Credits

About the Author

Bruce Perry is an independent software developer and writer, and the author of O’Reilly’s Java Servlet & JSP Cookbook. Since 1996, he has developed web applications and databases for various nonprofits, design and marketing firms, as well as publishers. In his spare time, Perry is an active age-group triathlete and has cycled extensively in the Swiss Alps. He lives in the Newburyport, Massachusetts area with his wife Stacy LeBaron, daughter Rachel, and son Scott.

Contributors

  • Micah Dubinko served as an editor and author of the XForms 1.0 W3C specification, and he began participating in the XForms effort in September 1999, nine months before the official Working Group was chartered. Micah received an InfoWorld Innovator award in 2004. He is the author of O’Reilly’s XForms Essentials, available online at http://www.xformsinstitute.com. Currently, Micah works for Yahoo! in California as a senior research developer.

  • Curt Hibbs is a senior software developer in St. Louis with more than 30 years’ experience in platforms, languages, and technologies too numerous to list. With a keen (and always searching) eye for new methods and technologies to make his work easier and more productive, he has become very active in the Ruby development community.

  • Brad Neuberg has done extensive work in the open source community, contributing code to Mozilla, JXTA, the Jakarta Feed Parser, and more. His experience includes developing on Wall Street with distributed systems, n-tier design, and J2EE. As senior software engineer at Rojo Networks, Brad focused on next-generation aggregators, the blogosphere, MySQL, Ajax, and Lucene. Recent work includes consulting for the Internet Archive to create an Ajax book reader; focusing on Ajax/DHTML open source frameworks, including the Really Simple History library recently adopted by Google; and working with the Ajax Massive Storage System (AMASS) and dojo.storage, which allow web applications to permanently and securely store megabytes of data.

  • Premshree Pillai is a Technical Yahoo!. He hacks (maintains the Ruby APIs for Yahoo! Web Services, Flickr, Technorati, etc.), writes (“Ruby Corner,” a column for Linux For You), and talks (at various conferences) about Ruby in his free time. He has previously contributed to O’Reilly’s Python Cookbook and Yahoo! Hacks, and to the ACM’s Crossroads.

  • Mark Pruett is a programmer and writer living in Virginia, where he works for a Fortune 500 energy company. He’s the author of two books and numerous articles on programming and technology. Mark received his master of science degree in computer science from Virginia Commonwealth University.

  • Sean Snider is a senior web software engineer for Yahoo! and the Web User Interface Team manager for Yahoo!

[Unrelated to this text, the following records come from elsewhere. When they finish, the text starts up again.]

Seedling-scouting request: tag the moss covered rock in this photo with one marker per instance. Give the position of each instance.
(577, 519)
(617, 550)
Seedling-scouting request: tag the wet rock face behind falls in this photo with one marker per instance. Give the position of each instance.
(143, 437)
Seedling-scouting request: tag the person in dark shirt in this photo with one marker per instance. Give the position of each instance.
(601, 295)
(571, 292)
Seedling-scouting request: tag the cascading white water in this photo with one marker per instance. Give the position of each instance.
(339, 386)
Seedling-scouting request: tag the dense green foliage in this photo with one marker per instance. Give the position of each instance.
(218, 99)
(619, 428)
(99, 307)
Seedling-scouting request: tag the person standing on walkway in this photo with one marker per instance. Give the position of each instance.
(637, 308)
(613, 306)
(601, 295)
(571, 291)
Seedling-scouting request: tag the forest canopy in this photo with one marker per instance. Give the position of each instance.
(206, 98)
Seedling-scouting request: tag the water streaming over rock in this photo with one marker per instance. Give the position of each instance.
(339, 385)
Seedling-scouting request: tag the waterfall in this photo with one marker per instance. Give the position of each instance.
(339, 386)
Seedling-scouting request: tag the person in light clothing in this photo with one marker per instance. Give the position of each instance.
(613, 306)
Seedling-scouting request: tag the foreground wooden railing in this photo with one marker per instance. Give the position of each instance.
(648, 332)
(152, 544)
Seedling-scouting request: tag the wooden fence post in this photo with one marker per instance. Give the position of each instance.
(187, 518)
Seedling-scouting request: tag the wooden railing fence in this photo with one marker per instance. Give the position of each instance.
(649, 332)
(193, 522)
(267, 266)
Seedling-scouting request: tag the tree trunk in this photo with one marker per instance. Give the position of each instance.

Music Unlimited. Sean has been building Ajax applications and rich web sites for over eight years within the music, video game, and e-commerce industries, for companies such as Electronic Arts (EA Sports, http://www.easports.com), Musicmatch (Musicmatch Jukebox, http://www.musicmatch.com), and iVillage.com.

  • Buzzword compliant since 1985, Jason Levitt is an expert in optimal diverse coherent hybrid multi-tier heuristic effects. His recent book on web services (http://www.awsbook.com) is decidely buzzword-free, but nonetheless paradigm busting. A journalist and programmer, he’s currently a Technical Evangelist for Yahoo!, helping manage the flow of web services into the real world. Though he has no blog, you can let loose a stream of his geekage by putting “Jason Levitt” (use the quotes) into your favorite search engine.

Acknowledgments

My family members play the most important role in giving life to a book idea, nurturing its writing, and making its final publication possible. First, I thank my parents Anne and Robert Perry, who had the wisdom to settle in Concord, Massachusetts, where books are valued perhaps more than in any other town in the United States. They promoted reading during my childhood as an activity above most all others, perhaps second only to getting outside and appreciating the environment and Mother Nature.

Second, I would like to thank my wife Stacy and children Rachel and Scott, who exhibited great patience while dealing with the modest crises of publication deadlines, such as the temporary loss of their husband and father to the inner sanctorum of a home office, or the occasional over-cooking of the peas as I raced back to my lap top to complete some unfinished paragraph.

I’d like to thank my O’Reilly editor Simon St.Laurent, who tirelessly steered this book to publication from beginning to end, and offered cogent advice during the entire duration of writing, despite the challenging time line. This book greatly benefited from the technical reviews initiated by Micah Dubinko, Shelley Powers, Thinakorn Tabtieng, and Michael Buffington. They demonstrated impressive versatility in taking both a long view of the book’s topic, as well as focusing on numerous fine-grained details that required corrections or greater exposition.